Okay, so, I didn’t give you fair warning but you should know… sometimes my inspiration comes from shows like Grey’s Anatomy or This is Us. What can I say? I’m a sucker for TV drama. As it so happens today’s episode of Grey’s left me feeling particularly inspired for two reasons: one, the speech Avery gives on Grey’s behalf and two, Grey’s closing narration.
Face to Face with Darkness:
In Jackson’s speech he says,
“The most amazing thing about Meredeth, though, is that she takes all that pain, all that loss and she turns it into drive. Drive to save lives, to make things better. And despite all that she’s lost she continued to find joy in her work, as a surgeon, as a teacher, as a mother and she managed to share that joy through her spirit of discovery and of possibility and of hope, right in the face of darkness.”

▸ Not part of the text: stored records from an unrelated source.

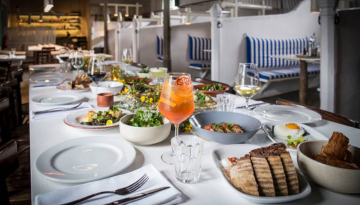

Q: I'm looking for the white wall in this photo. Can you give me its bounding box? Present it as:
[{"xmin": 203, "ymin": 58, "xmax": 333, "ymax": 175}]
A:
[{"xmin": 217, "ymin": 0, "xmax": 320, "ymax": 85}]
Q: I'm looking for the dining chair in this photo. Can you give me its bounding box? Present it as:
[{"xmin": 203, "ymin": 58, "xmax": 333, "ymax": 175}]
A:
[
  {"xmin": 276, "ymin": 99, "xmax": 359, "ymax": 128},
  {"xmin": 195, "ymin": 77, "xmax": 236, "ymax": 94},
  {"xmin": 0, "ymin": 140, "xmax": 31, "ymax": 205},
  {"xmin": 0, "ymin": 86, "xmax": 30, "ymax": 146},
  {"xmin": 0, "ymin": 61, "xmax": 11, "ymax": 83}
]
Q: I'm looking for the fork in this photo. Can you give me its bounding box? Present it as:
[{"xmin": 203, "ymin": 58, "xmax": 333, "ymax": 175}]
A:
[
  {"xmin": 62, "ymin": 174, "xmax": 149, "ymax": 205},
  {"xmin": 33, "ymin": 102, "xmax": 82, "ymax": 115}
]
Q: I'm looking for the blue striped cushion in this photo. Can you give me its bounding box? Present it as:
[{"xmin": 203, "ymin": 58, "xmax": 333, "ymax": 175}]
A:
[
  {"xmin": 248, "ymin": 65, "xmax": 320, "ymax": 80},
  {"xmin": 189, "ymin": 63, "xmax": 211, "ymax": 68},
  {"xmin": 156, "ymin": 36, "xmax": 164, "ymax": 56},
  {"xmin": 246, "ymin": 36, "xmax": 308, "ymax": 68},
  {"xmin": 189, "ymin": 36, "xmax": 211, "ymax": 60}
]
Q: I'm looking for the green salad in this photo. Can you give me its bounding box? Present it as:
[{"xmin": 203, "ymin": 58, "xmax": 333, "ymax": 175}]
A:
[
  {"xmin": 198, "ymin": 83, "xmax": 223, "ymax": 91},
  {"xmin": 139, "ymin": 67, "xmax": 150, "ymax": 73},
  {"xmin": 128, "ymin": 109, "xmax": 164, "ymax": 127}
]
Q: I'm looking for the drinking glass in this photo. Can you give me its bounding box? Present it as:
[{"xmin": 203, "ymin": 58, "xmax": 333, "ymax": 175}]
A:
[
  {"xmin": 150, "ymin": 67, "xmax": 167, "ymax": 85},
  {"xmin": 235, "ymin": 63, "xmax": 261, "ymax": 110},
  {"xmin": 88, "ymin": 56, "xmax": 106, "ymax": 96},
  {"xmin": 159, "ymin": 73, "xmax": 195, "ymax": 164},
  {"xmin": 70, "ymin": 51, "xmax": 85, "ymax": 75},
  {"xmin": 171, "ymin": 135, "xmax": 204, "ymax": 183},
  {"xmin": 122, "ymin": 48, "xmax": 133, "ymax": 73},
  {"xmin": 59, "ymin": 48, "xmax": 69, "ymax": 73}
]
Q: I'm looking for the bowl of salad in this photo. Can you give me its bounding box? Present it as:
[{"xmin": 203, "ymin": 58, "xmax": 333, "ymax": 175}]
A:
[
  {"xmin": 119, "ymin": 109, "xmax": 171, "ymax": 145},
  {"xmin": 194, "ymin": 83, "xmax": 229, "ymax": 97},
  {"xmin": 136, "ymin": 67, "xmax": 150, "ymax": 78}
]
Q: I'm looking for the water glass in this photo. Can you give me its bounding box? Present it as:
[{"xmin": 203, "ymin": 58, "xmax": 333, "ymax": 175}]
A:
[
  {"xmin": 171, "ymin": 135, "xmax": 204, "ymax": 183},
  {"xmin": 216, "ymin": 94, "xmax": 235, "ymax": 112}
]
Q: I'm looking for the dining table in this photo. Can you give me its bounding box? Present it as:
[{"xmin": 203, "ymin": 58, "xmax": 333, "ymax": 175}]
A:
[{"xmin": 29, "ymin": 65, "xmax": 360, "ymax": 205}]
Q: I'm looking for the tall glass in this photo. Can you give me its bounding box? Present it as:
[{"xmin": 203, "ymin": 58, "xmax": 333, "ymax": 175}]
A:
[
  {"xmin": 122, "ymin": 48, "xmax": 133, "ymax": 74},
  {"xmin": 159, "ymin": 73, "xmax": 195, "ymax": 164},
  {"xmin": 70, "ymin": 51, "xmax": 85, "ymax": 75},
  {"xmin": 88, "ymin": 56, "xmax": 106, "ymax": 99},
  {"xmin": 235, "ymin": 63, "xmax": 261, "ymax": 110},
  {"xmin": 59, "ymin": 48, "xmax": 70, "ymax": 73}
]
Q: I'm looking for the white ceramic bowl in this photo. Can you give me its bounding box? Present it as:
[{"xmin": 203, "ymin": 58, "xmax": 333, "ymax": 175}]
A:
[
  {"xmin": 119, "ymin": 114, "xmax": 171, "ymax": 145},
  {"xmin": 297, "ymin": 140, "xmax": 360, "ymax": 194},
  {"xmin": 136, "ymin": 73, "xmax": 150, "ymax": 78},
  {"xmin": 90, "ymin": 81, "xmax": 124, "ymax": 95}
]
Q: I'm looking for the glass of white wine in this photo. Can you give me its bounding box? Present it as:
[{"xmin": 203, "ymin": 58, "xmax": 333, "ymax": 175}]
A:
[
  {"xmin": 122, "ymin": 48, "xmax": 133, "ymax": 74},
  {"xmin": 235, "ymin": 63, "xmax": 261, "ymax": 110}
]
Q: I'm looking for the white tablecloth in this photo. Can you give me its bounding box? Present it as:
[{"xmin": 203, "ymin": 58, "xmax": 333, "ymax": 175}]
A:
[{"xmin": 30, "ymin": 67, "xmax": 360, "ymax": 205}]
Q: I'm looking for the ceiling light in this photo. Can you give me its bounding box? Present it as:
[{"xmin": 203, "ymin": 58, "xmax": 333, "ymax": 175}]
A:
[
  {"xmin": 106, "ymin": 14, "xmax": 110, "ymax": 23},
  {"xmin": 44, "ymin": 0, "xmax": 54, "ymax": 12},
  {"xmin": 39, "ymin": 13, "xmax": 43, "ymax": 23}
]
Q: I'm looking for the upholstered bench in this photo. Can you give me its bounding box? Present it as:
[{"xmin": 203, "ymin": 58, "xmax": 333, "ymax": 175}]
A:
[
  {"xmin": 246, "ymin": 36, "xmax": 320, "ymax": 93},
  {"xmin": 156, "ymin": 36, "xmax": 164, "ymax": 62},
  {"xmin": 189, "ymin": 35, "xmax": 211, "ymax": 78}
]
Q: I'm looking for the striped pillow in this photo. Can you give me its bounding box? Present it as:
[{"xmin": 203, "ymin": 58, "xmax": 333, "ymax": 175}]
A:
[
  {"xmin": 189, "ymin": 36, "xmax": 211, "ymax": 60},
  {"xmin": 156, "ymin": 36, "xmax": 164, "ymax": 56},
  {"xmin": 246, "ymin": 36, "xmax": 308, "ymax": 68}
]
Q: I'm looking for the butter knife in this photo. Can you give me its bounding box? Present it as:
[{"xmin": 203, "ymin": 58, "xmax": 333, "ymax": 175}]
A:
[{"xmin": 105, "ymin": 186, "xmax": 170, "ymax": 205}]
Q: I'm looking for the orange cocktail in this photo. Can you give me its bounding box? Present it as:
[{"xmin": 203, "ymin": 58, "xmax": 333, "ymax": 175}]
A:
[{"xmin": 159, "ymin": 73, "xmax": 195, "ymax": 131}]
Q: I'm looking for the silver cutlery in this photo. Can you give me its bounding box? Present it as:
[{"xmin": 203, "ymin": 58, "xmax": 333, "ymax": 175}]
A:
[
  {"xmin": 62, "ymin": 174, "xmax": 148, "ymax": 205},
  {"xmin": 33, "ymin": 102, "xmax": 82, "ymax": 115},
  {"xmin": 235, "ymin": 102, "xmax": 267, "ymax": 109},
  {"xmin": 105, "ymin": 186, "xmax": 170, "ymax": 205}
]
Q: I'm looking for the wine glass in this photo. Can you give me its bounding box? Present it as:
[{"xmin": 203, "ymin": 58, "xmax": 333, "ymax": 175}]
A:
[
  {"xmin": 235, "ymin": 63, "xmax": 261, "ymax": 110},
  {"xmin": 122, "ymin": 48, "xmax": 133, "ymax": 73},
  {"xmin": 70, "ymin": 51, "xmax": 85, "ymax": 75},
  {"xmin": 59, "ymin": 48, "xmax": 69, "ymax": 73},
  {"xmin": 88, "ymin": 56, "xmax": 106, "ymax": 95},
  {"xmin": 159, "ymin": 73, "xmax": 195, "ymax": 164}
]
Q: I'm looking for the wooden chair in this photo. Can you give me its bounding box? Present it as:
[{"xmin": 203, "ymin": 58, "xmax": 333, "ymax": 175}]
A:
[
  {"xmin": 276, "ymin": 99, "xmax": 359, "ymax": 128},
  {"xmin": 195, "ymin": 77, "xmax": 236, "ymax": 94},
  {"xmin": 0, "ymin": 61, "xmax": 11, "ymax": 83},
  {"xmin": 0, "ymin": 140, "xmax": 31, "ymax": 205}
]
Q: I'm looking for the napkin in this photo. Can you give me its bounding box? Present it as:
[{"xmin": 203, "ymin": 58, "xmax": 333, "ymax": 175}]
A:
[
  {"xmin": 30, "ymin": 102, "xmax": 93, "ymax": 120},
  {"xmin": 35, "ymin": 164, "xmax": 182, "ymax": 205}
]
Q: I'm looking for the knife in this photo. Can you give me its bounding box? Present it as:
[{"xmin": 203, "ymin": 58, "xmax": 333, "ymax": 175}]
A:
[
  {"xmin": 105, "ymin": 186, "xmax": 170, "ymax": 205},
  {"xmin": 235, "ymin": 102, "xmax": 267, "ymax": 108}
]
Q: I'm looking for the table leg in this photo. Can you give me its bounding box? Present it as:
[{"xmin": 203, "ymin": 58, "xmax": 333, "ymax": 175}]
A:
[{"xmin": 299, "ymin": 60, "xmax": 308, "ymax": 105}]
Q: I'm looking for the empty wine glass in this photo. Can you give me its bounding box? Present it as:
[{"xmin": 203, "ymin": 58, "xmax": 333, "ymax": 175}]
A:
[
  {"xmin": 235, "ymin": 63, "xmax": 261, "ymax": 110},
  {"xmin": 70, "ymin": 51, "xmax": 85, "ymax": 75},
  {"xmin": 122, "ymin": 48, "xmax": 133, "ymax": 73},
  {"xmin": 88, "ymin": 56, "xmax": 106, "ymax": 95},
  {"xmin": 59, "ymin": 48, "xmax": 69, "ymax": 73}
]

His speech resonated with me on a deep, painful level. Because I have hoped for so long that I could be someone who faces her own darkness and turns it into a drive to help others and make life better. And, damn it, I try. I love my students fiercely. I tell them every day that I believe in them. And the students that struggle the most, that don’t have anyone else to believe in them, I tell them more than once. But, even still, it isn’t enough. I’m capable of more. I can give so much more. But, I haven’t come face to face with my own darkness and it lurks over my shoulder. It steals my ability to be vulnerable, to show my kids that it’s okay to trust. It whispers in my ears about inadequacy and unworthiness. It steals my drive, tells me that what I do doesn’t matter. The thing is, I let it, because I’m scared. I’m afraid of what might happen if I acknowledge my own darkness, if I acknowledge where it comes from and where it lives. It runs deep. I am enveloped, submerged. I am buried under 29 years of abuse, loss, abandonment, and violation.
Everything Always Comes Back to Therapy:
Today, my therapist asked me what might happen if I just said the things I want to say but can’t because I won’t let myself, if I just talked about the pain that I’ve given free rent in my mind and body. I told her I was afraid that I’d stop being able to function. Because I’ve been there before. I have felt pain so immense, so soul-crushing that I couldn’t bring myself to leave the solace of my bed for weeks. It’s the kind of pain that makes you wonder if there is a God because surely no kind, loving God would ever make a person feel something so excruciating. So, I avoid…
The thing about darkness, though, is that for a while it remains immaterial, easy to ignore. Just sort of silently lurks, content to wreak havoc on sleep patterns, appetite, relationships, and motivation. Nevermind that it still illicits a somatic response. But, through acknowledgement it becomes even more tangible, real. It becomes matter, comes to matter. Which brings me to my Meredeth inspiration:
“And that history and memory and the ghosts of our pasts are sometimes just as tangible as anything we can hold in our hands.”
That, right there, that is my fear! I already hold my memories, hold my traumas in my body. They are already tangible to me. They are with me every day whether I want them or not. But, as long as I don’t speak them into reality, then I can pretend they don’t exist. They remain manageable. At least that’s what I tell myself.
The Cold Hard Reality:
We both know it doesn’t really work that way, though, don’t we? They’re already tangible. They already exist. They already hurt me and affect me. The traumas which I have endured are written on my body, etched in my flesh, branded on my heart, woven through my synapses. I am irrevocably changed by the things I have endured. Unless, and here is the revelation, I can find the courage to come face to face with my darkness, to speak it into this world, to release it from my body. Somehow I have to let go of my shame (or maybe not my shame, perhaps it’s shame that belongs to someone else). I have to give up the paralyzing fear that silences me. I have to decide that it’s okay to feel whatever emotions come with my story. Because I want to turn my pain into drive. I want to make a difference. And I don’t want to drag my darkness along for the ride. Besides, if they’re already tangible, if they already hurt, what have I got to lose?
But knowing that, acknowledging it to be true, doesn’t quite give me the courage, doesn’t quite dissolve the barrier between my vocal chords and the real world. So, where is courage found? Where is it hiding? Is it already within me? How do I lure it to the surface? Make friends with it, convince it to stay a while?